The SELECT statement in SQL is the most used of the DML statements and it’s used for fetching data from tables in SQL Server. This article is intended for DBAs and developers who want to get familiar with all the major components of the SELECT statement and what this statement is all about.
Introduction to SELECT
The syntax of the SELECT statement can be rather complex, but let’s take a brief overview of some of the major keywords used in a SELECT statement, and then we will head over to SQL Server Management Studio to see how the main clauses can be summarized in code.
SELECT statement in SQL
So, SELECT just starts the statement and it’s probably followed by a star (*) AKA “splat”. It basically means retrieve all the columns from a table. If there are multiple tables that we are selecting from, the star will select all columns from all tables e.g. when joining two or more tables.
However, it’s advisable NOT to select everything from tables. “Why?” is a subject on its own. Let’s just say there are significantly more cons than pros that can be found online using simple research. Therefore, try not to select everything, and use specific column names followed by commas that will return only columns based on what’s in the list.
Furthermore, a lot of times when there is no column list, we have a keyword TOP followed by a number (n) after the SELECT statement in SQL that returns top (n) records from a table. This is usually used with the ORDER BY clause because, for example, if we want to grab top ten sales by quantity, those can be some big numbers. So, if we leave it at the default sort order, we’ll get little numbers first. However, if we say order it descending by the quantity that will give us the top ten records by the quantity. We also use DISTINCT in some cases after SELECT that gives us unique values across the select list.
FROM
The FROM part of the SELECT statement in SQL is simply used to tell SQL Server from which table should data be fetched. A JOIN is used when we want to pull data from multiple tables. There are three different types of joins:
- Inner join – this is the default, used if no type is specified. When joining two tables on a common column, this type of join simply retrieves data that matches in both tables
- Left join – means pull all data in the left-hand table and only the data that matches the left-hand table in the righthand table
- Right join – you guessed it. It is the opposite of the left join
WHERE
The WHERE clause acts like a filter on a list of data that is coming back from tables. We can filter single or multiple columns out which will affect the data in the results set.
GROUP BY
The GROUP BY clause is associated with aggregates. If we want to do something like SUM, AVERAGE, MIN, MAX, etc. those are all aggregate functions, and GROUP BY allows us to arrange identical data into groups. In addition to this, we also have the HAVING clause which is pretty much a WHERE clause for groups. It allows us to apply filters to groups.
Examples
The above is a short overview of the SELECT statement in SQL. Let’s fire up SQL Server Management Studio and see how we can use some of that stuff. All of the following examples use the sample AdventureWorks2012 database.

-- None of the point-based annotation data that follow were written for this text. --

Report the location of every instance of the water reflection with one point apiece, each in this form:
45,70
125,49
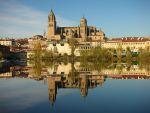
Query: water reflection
76,75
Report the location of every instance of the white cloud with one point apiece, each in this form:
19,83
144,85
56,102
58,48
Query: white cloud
16,18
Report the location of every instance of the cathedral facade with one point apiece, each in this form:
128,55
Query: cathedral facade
83,32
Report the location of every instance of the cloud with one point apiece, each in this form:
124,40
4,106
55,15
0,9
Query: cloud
19,19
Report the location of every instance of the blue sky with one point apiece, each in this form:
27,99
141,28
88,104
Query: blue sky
116,18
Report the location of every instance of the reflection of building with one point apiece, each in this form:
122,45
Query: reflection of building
52,88
80,81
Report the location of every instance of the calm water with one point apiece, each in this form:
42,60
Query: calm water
74,88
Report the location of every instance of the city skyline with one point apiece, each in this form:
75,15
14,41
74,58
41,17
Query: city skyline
116,18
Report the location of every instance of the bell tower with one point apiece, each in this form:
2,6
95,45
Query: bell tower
83,28
51,24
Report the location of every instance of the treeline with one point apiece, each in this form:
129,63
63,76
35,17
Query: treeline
94,54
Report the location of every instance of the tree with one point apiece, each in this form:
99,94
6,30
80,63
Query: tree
119,53
1,55
128,55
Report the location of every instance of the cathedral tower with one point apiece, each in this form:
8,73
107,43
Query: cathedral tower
83,28
51,24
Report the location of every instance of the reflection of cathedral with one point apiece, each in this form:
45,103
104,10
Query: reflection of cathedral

This first example is as simple as it gets and returns all rows and columns using the (*) from the Product table:
SELECT * FROM Production.Product;
The results set is populated with all the columns from the Product table. The list is rather long, there are 25 columns in total that can be seen if scrolled to the right:
To select specific columns from the table, simply list column names followed by commas:
SELECT Product.ProductID ,Product.Name ,Product.ProductNumber ,Product.MakeFlag ,Product.FinishedGoodsFlag FROM Production.Product;
This time, only a subset of the columns is returned:
We could add a WHERE clause as shown below to select specific columns from a tabler with a filter:
SELECT Product.ProductID ,Product.Name ,Product.ProductNumber ,Product.MakeFlag ,Product.FinishedGoodsFlag FROM Production.Product WHERE Product.Name LIKE 'Mountain%';
Notice that we use a LIKE operator in the WHERE clause and therefore we have to specify wildcard character. In this example, the LIKE keyword says find everything that starts with “Mountain” and after that, it can be anything:
Using regular expressions can be more useful than specifying strings equality and allows the advanced search and text manipulation.

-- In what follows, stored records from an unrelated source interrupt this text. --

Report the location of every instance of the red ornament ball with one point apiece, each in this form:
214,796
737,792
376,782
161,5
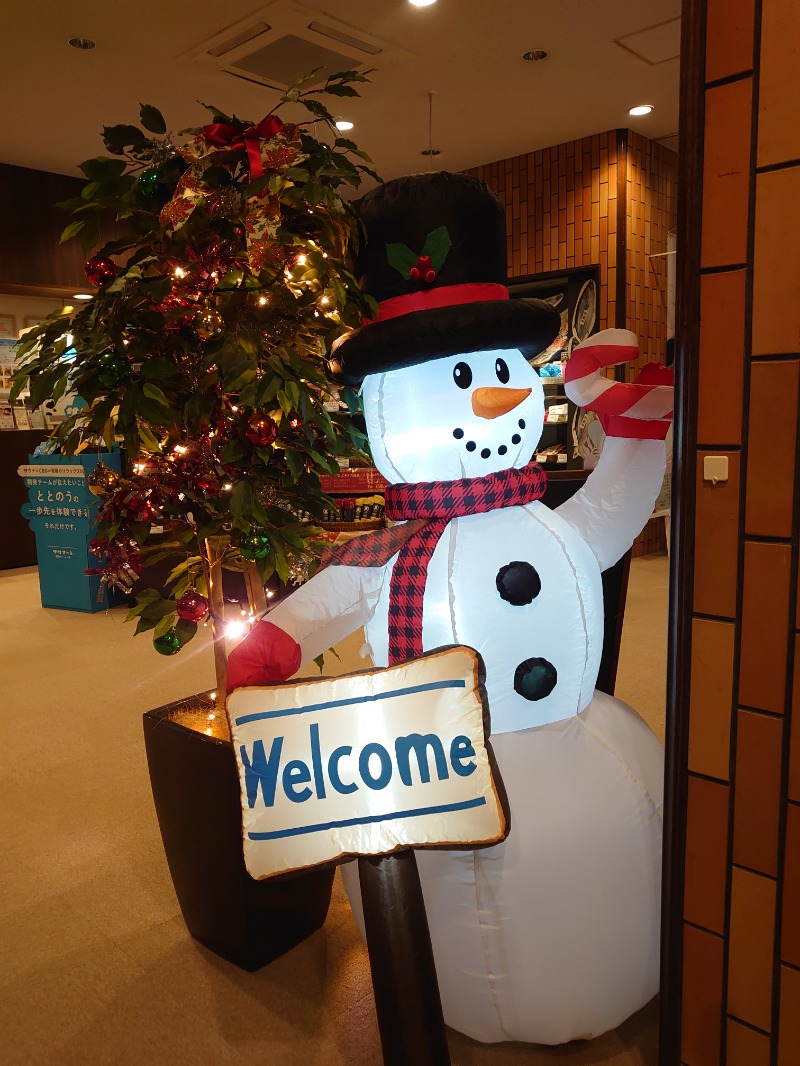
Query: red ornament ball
192,607
260,430
100,270
206,484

- For detailed information about how to use the LIKE operator and wildcard characters, see Overview of the SQL LIKE Operator
Let’s move on to querying data using joins. This allows us to combine data from two or more tables on common columns. Remember, SQL Server performs an INNER JOIN if only the JOIN keyword is specified.
The following query returns all product names and sales order IDs from two tables and joins them on the common ProductID column:
SELECT p.Name ,sod.SalesOrderID FROM Production.Product p JOIN Sales.SalesOrderDetail sod ON p.ProductID = sod.ProductID;
We could also return all the data from both tables by simply using a star. It cannot be seen in the shot below, but the result set is populated with the data from the Product table first followed by the SalesOrderDetail table’s data:
SELECT * FROM Production.Product p JOIN Sales.SalesOrderDetail sod ON p.ProductID = sod.ProductID;
If we only want to return the data from the Product table, add a “p.” in front of the “splat” as shown below:
SELECT p.* FROM Production.Product p JOIN Sales.SalesOrderDetail sod ON p.ProductID = sod.ProductID;
These little highlighted things in the query are called aliases. They are useful when we have long table names making the code more readable and easier to understand. Aliases are also required for databases with schema names such as this sample AdventureWorks2012 database:
For example, consider parsing the following query and see what happens:
SELECT ProductID ,Name FROM Production.Product p JOIN Sales.SalesOrderDetail sod ON p.ProductID = sod.ProductID;
The result set says “Commands completed successfully.”, so it should run just fine, right?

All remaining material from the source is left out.